Carmel College Synagogue - eastern wall with ark

‘Some of it’? There’s hardly anything of it!’ she responded mystified.

‘There’s enough to mean something.’

‘You also said it was dreadful. What’s the dreadful part?’

‘Having God speak to you is pretty dreadful I would say…in the dark… in a strange place. When you’re asleep you don’t realise it’s only your own subconscious. And then there’s the Ark, the Ark of the Covenant…’

‘Okay. All very thrilling you say, but so what? Are you telling me that your subconscious mind might truly be onto something? That somehow, somewhere, you picked up the answers to the greatest archaeological mystery in the world without realising it?’

‘I’m not saying anything. I haven’t said anything.’

‘But you’re thinking it, aren’t you? You’re toying with the idea.’

‘Well of course I’m thinking about it. I’ve never encountered anything like this in my life before. It was the most intense thing I’ve ever experienced.’

‘Okay then. What do you intend to do about it? Are you going to follow it up?’

‘It’s a question of joining up the dots.’

‘Dots! My dear sweet Adam, there are no dots…’

‘Yes, there are dots. Two bloody-great-big-dots―the Ark and a synagogue in Toledo!’

‘Okay! Two dots! But then how hard can it be to join two measly dots?’

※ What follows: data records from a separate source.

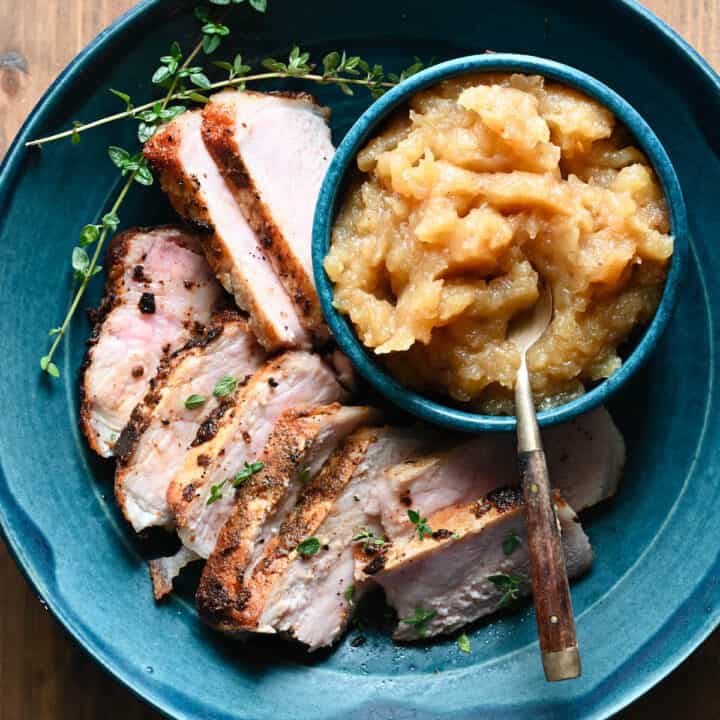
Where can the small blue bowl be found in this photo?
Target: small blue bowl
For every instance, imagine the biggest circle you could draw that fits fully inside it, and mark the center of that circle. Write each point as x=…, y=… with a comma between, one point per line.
x=344, y=159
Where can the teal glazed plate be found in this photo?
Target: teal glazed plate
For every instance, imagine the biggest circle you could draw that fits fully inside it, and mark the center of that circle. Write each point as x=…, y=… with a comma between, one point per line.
x=653, y=593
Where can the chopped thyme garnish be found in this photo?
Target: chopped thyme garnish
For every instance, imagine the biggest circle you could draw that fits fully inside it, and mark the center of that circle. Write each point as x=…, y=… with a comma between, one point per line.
x=420, y=619
x=309, y=547
x=423, y=529
x=192, y=402
x=247, y=472
x=369, y=540
x=510, y=586
x=511, y=543
x=216, y=492
x=225, y=386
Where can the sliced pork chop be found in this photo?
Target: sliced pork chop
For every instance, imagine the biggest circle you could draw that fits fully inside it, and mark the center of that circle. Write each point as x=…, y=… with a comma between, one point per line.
x=159, y=292
x=308, y=596
x=585, y=459
x=152, y=446
x=235, y=435
x=300, y=443
x=442, y=582
x=274, y=151
x=165, y=569
x=198, y=192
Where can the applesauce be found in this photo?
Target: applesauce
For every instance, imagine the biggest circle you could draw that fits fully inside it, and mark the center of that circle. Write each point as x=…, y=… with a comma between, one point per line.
x=462, y=202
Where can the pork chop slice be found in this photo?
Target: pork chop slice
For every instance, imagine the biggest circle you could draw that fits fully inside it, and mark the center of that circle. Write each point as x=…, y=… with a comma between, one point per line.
x=273, y=151
x=198, y=192
x=302, y=586
x=152, y=446
x=233, y=438
x=474, y=563
x=298, y=447
x=585, y=460
x=159, y=292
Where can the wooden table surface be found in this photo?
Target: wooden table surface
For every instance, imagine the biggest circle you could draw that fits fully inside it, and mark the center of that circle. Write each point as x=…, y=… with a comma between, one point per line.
x=43, y=674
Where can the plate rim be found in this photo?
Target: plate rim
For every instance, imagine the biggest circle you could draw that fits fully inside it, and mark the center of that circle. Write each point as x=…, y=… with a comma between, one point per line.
x=9, y=169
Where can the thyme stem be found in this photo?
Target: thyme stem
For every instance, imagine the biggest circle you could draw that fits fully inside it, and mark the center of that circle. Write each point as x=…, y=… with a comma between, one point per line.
x=214, y=86
x=86, y=279
x=105, y=230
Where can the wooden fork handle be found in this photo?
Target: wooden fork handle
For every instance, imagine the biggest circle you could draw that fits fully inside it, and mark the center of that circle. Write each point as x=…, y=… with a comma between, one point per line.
x=553, y=606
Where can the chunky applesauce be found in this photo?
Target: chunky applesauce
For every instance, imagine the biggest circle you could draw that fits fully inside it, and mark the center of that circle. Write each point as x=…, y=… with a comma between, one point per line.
x=463, y=200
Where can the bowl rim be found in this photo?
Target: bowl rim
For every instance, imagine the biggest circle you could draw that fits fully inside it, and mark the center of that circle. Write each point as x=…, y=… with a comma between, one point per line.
x=413, y=402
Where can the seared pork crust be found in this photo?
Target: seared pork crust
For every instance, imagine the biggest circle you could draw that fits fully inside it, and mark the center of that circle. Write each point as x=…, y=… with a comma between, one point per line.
x=129, y=437
x=185, y=194
x=116, y=268
x=219, y=137
x=223, y=599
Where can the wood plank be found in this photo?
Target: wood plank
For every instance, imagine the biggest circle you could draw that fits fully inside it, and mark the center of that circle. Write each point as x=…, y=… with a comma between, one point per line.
x=43, y=674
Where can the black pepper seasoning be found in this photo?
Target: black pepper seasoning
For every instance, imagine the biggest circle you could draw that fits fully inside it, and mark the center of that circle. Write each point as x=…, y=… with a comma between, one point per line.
x=147, y=303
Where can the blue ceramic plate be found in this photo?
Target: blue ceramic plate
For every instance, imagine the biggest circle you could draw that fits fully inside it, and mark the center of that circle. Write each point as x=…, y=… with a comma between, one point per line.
x=652, y=595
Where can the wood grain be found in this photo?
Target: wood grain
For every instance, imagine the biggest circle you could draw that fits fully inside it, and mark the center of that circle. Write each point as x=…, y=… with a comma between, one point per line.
x=43, y=674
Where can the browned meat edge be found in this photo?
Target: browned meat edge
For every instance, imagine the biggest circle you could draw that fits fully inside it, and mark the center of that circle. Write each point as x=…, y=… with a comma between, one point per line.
x=217, y=131
x=182, y=190
x=140, y=417
x=115, y=268
x=222, y=599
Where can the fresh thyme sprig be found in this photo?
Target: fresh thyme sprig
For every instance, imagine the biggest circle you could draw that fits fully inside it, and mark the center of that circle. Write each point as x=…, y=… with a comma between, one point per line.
x=85, y=267
x=182, y=81
x=337, y=69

‘Very hard, when the two dots in question are separated by more than two and a half millennia by over two thousand miles. Very, very hard!’

 *

And as things turned out I wasn’t wrong about that strange night in Bossòst.

It took me more than twenty years to join the two dots and come up with a plausible story of the Ark of the Covenant and a synagogue in Toledo.

Two decades of marriage to Dido and nearly as long living in Spain provided me with the confidence and the intellectual mechanics for completing this modern tale:

A tale set in a land of sublime contradictions and insane history;

A tale concerning a venerable building that represents and reflects all of that in a sublime structural form and;

A tale about a legendary artefact with an uncomfortable, not to mention highly inconvenient message.